Their feeling of uncertainty prevailed among many migrants after Biden invoked presidential powers halt asylum processing when arrests for illegal crossings exceed 2,500 per day. The measure took effect at 12:01 a.m. EDT on Wednesday. because this limit has been reached.

Two senior Department of Homeland Security officials confirmed that the first deportations under the new rule took place on Wednesday, although they did not say how many were deported. Authorities briefed reporters on the condition that their names not be released in accordance with regulations.

Sergio Franco, who hugged his daughter after a nearly two-month trip from Ecuador with his family, trekking through the dangerous Darién jungle on the border between Colombia and Panama, said he is confident he will win his appeal to find a safe place . refuge in the United States.

“If we have proof, there should be no problem,” he said as he got into the van with Castillo and the others.

As the group was driven away, several migrants from India walked to the same dusty area near a gun shop in the town of Dulzura, one of several that have sprung up over the past year on San Diego’s remote rural outskirts so migrants could surrender. to Border Patrol agents. There was no water or bathrooms and little shade.

Several Guatemalan women arrived later. Among them was Arelis Alonzo Lopez, who said she was nearly five months pregnant and had been walking for two nights. A Border Patrol agent asked her how she felt.

“I can’t take it anymore,” she replied.

Asylum remains suspended until the daily average number of detentions drops below 1,500 for a consecutive week. The last month that crossings were this low for this long was July 2020, during the height of the COVID-19 pandemic.

Migrants who express fear for their safety if deported will be screened by U.S. asylum officers, but under a higher standard than is currently in place. If approved, they may continue to seek other forms of humanitarian protection, including those set out in the United Nations Convention against Torture.

There are serious questions about whether the new measure can prevent large-scale entry of migrants. Mexico has agreed to take back non-Mexican migrants, but only in limited numbers and nationalities. And the Biden administration lacks the money and diplomatic support needed to deport migrants long distances, including to Ecuador and India.
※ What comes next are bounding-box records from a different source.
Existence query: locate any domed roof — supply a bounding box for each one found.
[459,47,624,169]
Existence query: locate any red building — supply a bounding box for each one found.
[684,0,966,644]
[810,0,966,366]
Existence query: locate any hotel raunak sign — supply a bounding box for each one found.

In Matamoros, Mexico, across the border from Brownsville, Texas, Esmeralda Castro of El Salvador worried that the suspension of asylum would lead to more people competing for the 1,450 slots granted daily to enter legally through the online application. of U.S. Customs and Border Protection, known as CBP Um. Castro, 40, said he has been trying to make an appointment through the app for nine months.
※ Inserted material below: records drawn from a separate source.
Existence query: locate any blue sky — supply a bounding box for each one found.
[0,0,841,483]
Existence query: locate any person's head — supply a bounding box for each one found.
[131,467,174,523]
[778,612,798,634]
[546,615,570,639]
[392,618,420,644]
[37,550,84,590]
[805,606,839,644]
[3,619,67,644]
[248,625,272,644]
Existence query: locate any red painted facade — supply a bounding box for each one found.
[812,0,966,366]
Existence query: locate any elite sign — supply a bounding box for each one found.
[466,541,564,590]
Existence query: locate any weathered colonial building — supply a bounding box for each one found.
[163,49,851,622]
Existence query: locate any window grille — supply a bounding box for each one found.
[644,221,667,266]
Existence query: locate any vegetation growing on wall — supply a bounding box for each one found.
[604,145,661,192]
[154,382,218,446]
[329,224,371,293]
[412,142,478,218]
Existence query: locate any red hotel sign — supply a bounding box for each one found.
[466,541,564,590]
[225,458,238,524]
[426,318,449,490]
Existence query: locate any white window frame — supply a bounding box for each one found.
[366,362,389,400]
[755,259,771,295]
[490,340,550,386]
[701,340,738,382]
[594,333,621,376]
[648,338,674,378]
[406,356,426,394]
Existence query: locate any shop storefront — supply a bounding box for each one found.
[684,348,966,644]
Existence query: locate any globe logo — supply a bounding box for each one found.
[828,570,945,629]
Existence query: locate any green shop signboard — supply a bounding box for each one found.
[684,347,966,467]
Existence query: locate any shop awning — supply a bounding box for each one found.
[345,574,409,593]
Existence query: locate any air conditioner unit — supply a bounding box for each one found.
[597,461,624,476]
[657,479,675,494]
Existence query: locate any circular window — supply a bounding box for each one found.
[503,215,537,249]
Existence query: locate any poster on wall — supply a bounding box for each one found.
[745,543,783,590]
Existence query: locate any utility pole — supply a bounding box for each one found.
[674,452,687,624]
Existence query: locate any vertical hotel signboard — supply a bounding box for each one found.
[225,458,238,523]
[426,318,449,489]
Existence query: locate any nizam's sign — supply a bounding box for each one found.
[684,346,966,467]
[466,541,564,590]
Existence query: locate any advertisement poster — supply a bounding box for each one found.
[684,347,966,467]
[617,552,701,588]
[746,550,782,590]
“Imagine what will happen to what they did. The system will collapse again,” Castro said, speaking at a migrant camp near the banks of the Rio Grande, where he lives with about 10 other people. The app got so overwhelmed Sometimes users received error messages and faced other technical glitches.

Juan Daniel Medina of the Dominican Republic said he was determined to continue with CBP One, even after eight months of unsuccessful attempts to secure an appointment.
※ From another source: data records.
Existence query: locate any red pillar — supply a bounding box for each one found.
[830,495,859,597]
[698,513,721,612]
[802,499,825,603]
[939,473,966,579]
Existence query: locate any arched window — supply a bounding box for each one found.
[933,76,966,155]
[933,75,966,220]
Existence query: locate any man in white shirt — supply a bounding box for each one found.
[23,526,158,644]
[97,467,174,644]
“It’s the correct way because that way you do everything legally. They won’t have to jump the river and risk facing criminal charges,” said Medina, 30.

Two hours before sunset Tuesday in San Diego, four busloads of migrants were dropped off by Border Patrol agents at a transit center, many of them to seek asylum at one of 68 immigration courts across the country. . Asylum seekers can generally work while their claims progress slowly overwhelmed immigration courts.

Jesus Gomez of Medellín, Colombia, said Border Patrol agents told him he was one of the last people to be released to seek asylum and that he should tell friends and family back home that they would be deported if they tried to enter illegally. He said he didn’t know if it was true.

“It’s a very difficult thing to navigate,” said Gomez, 49, as he waited for his wife to be released by Border Patrol before they flew to Boston, where their daughter lives.

___

Gonzalez reported from Matamoros, Mexico.